Benefits Summary for US-Based Full-Time Direct Employment Positions

(The Recruiter will provide benefit details for non-US-based roles)

SambaNova offers a competitive total rewards package, including the base salary, plus equity and benefits. We cover 95% premium coverage for employee medical insurance, and 77% premium coverage for dependents and offer a Health Savings Account (HSA) with employer contribution. We also offer Dental, Vision, Short/Long term Disability, Basic Life, Voluntary Life, and AD&D insurance plans in addition to Flexible Spending Account (FSA) options like Health Care, Limited Purpose, and Dependent Care. Our library of well-being benefits available to you and your dependents includes a full subscription to Headspace, Gympass+ membership with access to physical gyms, One Medical membership, counseling services with an Employee Assistance Program, and much more.

Submission Guidelines

Please note that in order to be considered an applicant for any position at SambaNova Systems, you must submit an application form for each position for which you believe you are qualified.
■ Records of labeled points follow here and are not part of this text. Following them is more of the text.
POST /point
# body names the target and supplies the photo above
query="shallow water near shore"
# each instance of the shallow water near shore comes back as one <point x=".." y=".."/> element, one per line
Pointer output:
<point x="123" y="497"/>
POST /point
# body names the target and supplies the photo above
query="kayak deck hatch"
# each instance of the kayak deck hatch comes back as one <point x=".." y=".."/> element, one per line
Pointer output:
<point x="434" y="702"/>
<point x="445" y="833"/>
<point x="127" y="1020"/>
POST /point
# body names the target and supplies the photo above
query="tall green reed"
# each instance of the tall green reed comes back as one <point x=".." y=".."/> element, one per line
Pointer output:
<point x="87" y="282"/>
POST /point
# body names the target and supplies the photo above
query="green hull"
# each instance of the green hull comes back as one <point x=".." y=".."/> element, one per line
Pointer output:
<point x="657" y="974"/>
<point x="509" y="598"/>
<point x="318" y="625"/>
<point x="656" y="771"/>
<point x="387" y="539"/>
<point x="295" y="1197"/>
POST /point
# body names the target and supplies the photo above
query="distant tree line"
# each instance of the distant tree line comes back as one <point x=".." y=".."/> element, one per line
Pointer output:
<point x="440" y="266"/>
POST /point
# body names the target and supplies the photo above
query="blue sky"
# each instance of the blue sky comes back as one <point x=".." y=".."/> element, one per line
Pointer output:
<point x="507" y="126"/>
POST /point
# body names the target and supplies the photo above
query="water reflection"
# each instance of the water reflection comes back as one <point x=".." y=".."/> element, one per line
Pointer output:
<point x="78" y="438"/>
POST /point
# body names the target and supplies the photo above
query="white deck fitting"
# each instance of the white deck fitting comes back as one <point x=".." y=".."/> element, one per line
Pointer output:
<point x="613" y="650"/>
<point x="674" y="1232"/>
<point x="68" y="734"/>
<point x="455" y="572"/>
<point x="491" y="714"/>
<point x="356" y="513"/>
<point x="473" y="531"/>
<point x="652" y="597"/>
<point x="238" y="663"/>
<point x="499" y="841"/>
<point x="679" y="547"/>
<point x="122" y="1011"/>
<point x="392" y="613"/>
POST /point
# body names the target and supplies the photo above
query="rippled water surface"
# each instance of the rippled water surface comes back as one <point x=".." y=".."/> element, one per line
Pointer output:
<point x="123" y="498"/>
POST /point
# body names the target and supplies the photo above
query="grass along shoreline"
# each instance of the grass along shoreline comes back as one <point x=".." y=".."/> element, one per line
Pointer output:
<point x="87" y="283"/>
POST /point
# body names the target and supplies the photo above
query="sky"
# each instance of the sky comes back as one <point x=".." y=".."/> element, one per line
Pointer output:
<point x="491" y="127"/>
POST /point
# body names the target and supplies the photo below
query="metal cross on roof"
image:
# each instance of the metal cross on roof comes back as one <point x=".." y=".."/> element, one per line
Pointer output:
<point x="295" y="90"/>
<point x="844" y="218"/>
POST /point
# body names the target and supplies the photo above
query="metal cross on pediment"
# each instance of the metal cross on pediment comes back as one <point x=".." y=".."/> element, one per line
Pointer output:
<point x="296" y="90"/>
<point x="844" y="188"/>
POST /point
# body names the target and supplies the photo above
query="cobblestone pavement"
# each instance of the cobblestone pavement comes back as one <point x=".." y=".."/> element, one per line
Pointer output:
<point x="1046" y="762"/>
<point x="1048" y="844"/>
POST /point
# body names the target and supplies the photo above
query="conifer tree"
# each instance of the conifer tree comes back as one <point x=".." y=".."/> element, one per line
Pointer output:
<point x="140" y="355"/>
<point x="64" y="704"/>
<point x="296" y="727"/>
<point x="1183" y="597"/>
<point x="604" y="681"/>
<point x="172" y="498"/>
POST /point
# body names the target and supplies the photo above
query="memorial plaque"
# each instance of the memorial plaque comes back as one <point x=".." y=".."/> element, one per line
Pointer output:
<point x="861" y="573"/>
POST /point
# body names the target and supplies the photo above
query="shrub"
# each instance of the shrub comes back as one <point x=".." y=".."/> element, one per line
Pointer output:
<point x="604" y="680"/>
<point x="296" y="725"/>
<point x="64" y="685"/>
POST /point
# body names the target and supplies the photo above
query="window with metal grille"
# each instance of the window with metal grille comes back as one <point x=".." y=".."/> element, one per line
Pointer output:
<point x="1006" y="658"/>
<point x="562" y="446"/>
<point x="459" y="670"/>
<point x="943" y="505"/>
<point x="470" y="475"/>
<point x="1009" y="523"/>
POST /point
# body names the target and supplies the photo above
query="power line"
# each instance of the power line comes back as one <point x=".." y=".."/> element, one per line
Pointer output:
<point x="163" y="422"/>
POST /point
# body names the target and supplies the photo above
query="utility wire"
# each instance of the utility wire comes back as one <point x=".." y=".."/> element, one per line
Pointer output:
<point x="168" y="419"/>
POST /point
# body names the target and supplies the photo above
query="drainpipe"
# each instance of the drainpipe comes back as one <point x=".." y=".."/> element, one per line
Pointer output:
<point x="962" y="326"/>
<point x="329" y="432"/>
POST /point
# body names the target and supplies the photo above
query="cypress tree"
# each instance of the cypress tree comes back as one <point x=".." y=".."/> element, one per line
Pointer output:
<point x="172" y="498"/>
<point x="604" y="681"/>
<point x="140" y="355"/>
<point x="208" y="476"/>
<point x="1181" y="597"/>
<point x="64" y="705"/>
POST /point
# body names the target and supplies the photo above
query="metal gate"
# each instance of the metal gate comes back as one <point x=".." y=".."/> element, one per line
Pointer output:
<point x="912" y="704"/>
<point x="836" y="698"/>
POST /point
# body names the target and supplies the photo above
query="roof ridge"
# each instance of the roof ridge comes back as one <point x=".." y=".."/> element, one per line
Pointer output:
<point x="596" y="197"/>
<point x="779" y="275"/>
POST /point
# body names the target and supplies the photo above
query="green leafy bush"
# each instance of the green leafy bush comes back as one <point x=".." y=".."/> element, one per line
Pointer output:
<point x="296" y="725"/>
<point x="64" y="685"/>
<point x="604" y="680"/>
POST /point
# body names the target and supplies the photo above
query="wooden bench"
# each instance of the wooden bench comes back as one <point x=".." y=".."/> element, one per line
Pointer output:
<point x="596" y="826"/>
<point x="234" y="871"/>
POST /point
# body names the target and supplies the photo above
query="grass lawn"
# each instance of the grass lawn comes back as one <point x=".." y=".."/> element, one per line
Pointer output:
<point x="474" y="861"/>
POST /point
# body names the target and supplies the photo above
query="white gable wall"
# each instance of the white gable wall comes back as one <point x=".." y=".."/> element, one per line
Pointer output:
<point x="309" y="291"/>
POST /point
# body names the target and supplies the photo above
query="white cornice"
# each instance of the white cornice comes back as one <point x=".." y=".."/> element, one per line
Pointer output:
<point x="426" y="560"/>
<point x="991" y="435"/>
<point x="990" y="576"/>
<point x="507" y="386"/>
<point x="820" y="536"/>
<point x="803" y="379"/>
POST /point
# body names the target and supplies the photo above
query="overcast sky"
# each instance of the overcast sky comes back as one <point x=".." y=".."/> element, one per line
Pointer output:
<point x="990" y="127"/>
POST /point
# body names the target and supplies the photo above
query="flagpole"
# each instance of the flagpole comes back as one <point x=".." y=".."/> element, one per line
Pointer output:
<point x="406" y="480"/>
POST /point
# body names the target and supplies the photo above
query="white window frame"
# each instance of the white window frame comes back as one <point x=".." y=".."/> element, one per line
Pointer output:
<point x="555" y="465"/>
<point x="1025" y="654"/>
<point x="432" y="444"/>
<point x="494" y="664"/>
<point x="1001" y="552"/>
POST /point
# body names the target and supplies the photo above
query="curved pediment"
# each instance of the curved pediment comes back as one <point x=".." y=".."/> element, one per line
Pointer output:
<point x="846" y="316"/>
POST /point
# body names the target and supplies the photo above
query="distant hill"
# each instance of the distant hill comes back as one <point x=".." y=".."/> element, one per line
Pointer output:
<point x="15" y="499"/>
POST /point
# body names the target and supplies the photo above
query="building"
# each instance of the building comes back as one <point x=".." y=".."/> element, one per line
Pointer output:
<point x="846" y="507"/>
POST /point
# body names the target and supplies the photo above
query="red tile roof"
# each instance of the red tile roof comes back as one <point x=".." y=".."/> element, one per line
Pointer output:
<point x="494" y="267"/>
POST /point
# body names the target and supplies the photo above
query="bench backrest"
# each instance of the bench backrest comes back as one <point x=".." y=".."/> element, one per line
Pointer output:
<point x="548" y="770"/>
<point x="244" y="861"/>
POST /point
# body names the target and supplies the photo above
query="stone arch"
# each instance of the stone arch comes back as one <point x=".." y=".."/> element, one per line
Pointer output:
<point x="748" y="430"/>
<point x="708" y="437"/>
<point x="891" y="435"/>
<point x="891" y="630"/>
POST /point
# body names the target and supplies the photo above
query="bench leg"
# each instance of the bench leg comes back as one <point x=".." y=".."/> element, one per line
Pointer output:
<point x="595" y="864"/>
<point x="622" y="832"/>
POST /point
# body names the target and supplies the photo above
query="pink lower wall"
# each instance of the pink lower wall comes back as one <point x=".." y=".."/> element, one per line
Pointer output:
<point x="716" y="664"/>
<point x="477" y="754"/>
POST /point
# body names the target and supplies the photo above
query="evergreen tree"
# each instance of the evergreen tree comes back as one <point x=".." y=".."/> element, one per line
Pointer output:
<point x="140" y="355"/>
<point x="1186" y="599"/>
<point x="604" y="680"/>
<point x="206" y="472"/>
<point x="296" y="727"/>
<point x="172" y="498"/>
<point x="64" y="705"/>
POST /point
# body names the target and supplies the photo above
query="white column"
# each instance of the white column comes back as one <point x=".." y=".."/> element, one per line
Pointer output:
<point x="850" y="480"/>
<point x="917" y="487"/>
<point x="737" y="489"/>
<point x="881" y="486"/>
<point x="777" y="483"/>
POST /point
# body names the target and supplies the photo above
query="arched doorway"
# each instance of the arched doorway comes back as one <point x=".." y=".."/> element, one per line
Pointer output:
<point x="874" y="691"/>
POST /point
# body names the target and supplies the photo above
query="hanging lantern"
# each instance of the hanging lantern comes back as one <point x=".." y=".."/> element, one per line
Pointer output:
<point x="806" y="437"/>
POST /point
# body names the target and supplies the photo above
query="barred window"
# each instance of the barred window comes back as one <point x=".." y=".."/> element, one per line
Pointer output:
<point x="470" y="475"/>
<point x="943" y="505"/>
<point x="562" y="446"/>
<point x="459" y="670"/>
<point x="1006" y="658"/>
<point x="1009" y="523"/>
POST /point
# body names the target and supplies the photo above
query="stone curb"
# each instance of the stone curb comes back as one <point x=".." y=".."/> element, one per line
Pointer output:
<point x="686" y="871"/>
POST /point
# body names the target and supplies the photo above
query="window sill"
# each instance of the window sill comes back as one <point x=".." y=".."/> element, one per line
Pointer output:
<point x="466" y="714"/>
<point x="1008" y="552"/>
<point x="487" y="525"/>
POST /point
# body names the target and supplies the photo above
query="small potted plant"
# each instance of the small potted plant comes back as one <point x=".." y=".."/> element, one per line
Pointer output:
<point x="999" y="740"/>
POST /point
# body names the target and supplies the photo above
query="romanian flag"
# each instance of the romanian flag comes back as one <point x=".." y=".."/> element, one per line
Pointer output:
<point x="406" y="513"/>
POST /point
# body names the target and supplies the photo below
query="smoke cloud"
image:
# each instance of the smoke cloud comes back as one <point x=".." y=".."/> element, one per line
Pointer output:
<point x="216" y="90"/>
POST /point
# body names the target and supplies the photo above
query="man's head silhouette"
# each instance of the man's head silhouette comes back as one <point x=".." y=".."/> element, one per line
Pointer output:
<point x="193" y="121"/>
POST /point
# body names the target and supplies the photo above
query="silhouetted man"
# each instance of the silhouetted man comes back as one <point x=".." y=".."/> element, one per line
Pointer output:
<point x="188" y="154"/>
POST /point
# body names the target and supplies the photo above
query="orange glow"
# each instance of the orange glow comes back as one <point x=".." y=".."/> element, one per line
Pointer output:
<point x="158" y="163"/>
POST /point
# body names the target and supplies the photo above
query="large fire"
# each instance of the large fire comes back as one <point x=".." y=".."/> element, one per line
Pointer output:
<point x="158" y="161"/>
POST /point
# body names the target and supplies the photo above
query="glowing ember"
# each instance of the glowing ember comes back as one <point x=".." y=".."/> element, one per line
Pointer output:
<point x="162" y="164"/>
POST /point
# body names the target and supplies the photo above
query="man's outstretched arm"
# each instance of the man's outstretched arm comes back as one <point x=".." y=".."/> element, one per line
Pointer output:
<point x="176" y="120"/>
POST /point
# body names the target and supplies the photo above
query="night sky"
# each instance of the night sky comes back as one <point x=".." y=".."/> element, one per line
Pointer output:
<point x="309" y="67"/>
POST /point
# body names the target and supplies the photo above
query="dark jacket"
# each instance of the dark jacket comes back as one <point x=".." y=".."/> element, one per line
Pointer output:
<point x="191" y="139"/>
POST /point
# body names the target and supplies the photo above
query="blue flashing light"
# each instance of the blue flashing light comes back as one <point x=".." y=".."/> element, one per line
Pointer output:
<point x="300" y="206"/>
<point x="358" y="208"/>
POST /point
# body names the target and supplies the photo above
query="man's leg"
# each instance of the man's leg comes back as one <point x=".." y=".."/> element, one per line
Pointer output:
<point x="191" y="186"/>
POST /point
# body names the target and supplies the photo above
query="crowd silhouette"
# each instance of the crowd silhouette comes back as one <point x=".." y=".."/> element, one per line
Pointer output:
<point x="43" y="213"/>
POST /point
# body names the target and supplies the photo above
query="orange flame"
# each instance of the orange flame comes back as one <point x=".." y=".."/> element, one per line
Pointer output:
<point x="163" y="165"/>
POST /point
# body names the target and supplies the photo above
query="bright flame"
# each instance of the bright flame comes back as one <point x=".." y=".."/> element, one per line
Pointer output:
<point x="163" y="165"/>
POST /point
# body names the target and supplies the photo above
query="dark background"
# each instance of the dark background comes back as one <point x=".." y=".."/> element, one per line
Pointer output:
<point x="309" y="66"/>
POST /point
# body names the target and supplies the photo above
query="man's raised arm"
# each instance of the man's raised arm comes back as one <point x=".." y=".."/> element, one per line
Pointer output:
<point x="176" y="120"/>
If you are a new, recent (within the last two years), or upcoming college graduate and are interested in opportunities with SambaNova Systems, please apply through our university job listings.

EEO Policy

SambaNova Systems is an Equal Opportunity/Affirmative Action Employer. All qualified applicants will receive consideration for employment without regard basis of age (40 and over), color, disability, gender identity, genetic information, marital status, military or veteran status, national origin/ancestry, race, religion, creed, sex (including pregnancy, childbirth, breastfeeding), sexual orientation, and any other applicable status protected by federal, state, or local laws.